Geologically consolidated clay is used to widen the grain size distribution (especially for coarse grain sizes) and for the economic optimization of the production process. The most suitable source rocks are weathered claystones, shalesand slates. The grain size distribution of claystones and schists is controlled by the combination of primary particle size, strength of the diagenetic bond and intensity of processing.
Diagenetic clays are referred to as either claystones or shales, depending on the presence and kind of parting surfaces.

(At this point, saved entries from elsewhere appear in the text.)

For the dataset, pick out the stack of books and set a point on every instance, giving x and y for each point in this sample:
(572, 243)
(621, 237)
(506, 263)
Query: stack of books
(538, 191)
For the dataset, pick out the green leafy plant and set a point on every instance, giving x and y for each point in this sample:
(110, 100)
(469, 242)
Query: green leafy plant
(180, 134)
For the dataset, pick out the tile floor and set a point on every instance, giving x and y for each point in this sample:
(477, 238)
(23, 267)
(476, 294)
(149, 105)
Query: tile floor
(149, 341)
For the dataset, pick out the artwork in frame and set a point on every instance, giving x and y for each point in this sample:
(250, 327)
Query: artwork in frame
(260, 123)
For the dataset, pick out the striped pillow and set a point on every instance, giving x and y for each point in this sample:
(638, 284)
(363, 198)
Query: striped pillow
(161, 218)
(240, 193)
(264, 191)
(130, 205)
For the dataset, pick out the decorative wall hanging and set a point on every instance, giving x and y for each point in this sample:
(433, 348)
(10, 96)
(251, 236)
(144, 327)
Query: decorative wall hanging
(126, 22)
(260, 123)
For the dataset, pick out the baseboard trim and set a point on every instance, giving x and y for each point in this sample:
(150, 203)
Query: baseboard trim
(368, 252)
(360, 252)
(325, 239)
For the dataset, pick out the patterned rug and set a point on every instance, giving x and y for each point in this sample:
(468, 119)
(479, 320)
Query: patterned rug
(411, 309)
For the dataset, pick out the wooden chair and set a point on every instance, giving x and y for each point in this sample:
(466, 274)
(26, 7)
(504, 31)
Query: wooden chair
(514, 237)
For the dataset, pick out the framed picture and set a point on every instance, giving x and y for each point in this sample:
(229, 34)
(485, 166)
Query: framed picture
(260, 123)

They are used as base components and as additives in clinkers and roofing tiles. Marly shales are the base material for backing bricks. Pre-crushing into grain sizes < 0/32 mm makes the processing in the brick plant easier.
When clay sediments are superimposed by geological layers they are compacted and dehydrated. Clay minerals are realigned parallel to the bedding planes. The loss of molecular water causes reversible loss of plasticity. If diagenesis continues, smectites are transformed into mixed-layer clay minerals due to partial loss of interlayer water. Kaolinite is replaced by illite and chlorite.
Folded claystones and slates formed in the Palaeozoic during geological burial and early metamorphism. Crystalline dewatering of clay minerals causes the formation of illite and chlorite. The presence of sericite and chlorite signalize the stable final state of the greenschist-facies. We offer unweathered claystones and phyllite slates in form of slate powder with grain sizes < 0/0,6 mm.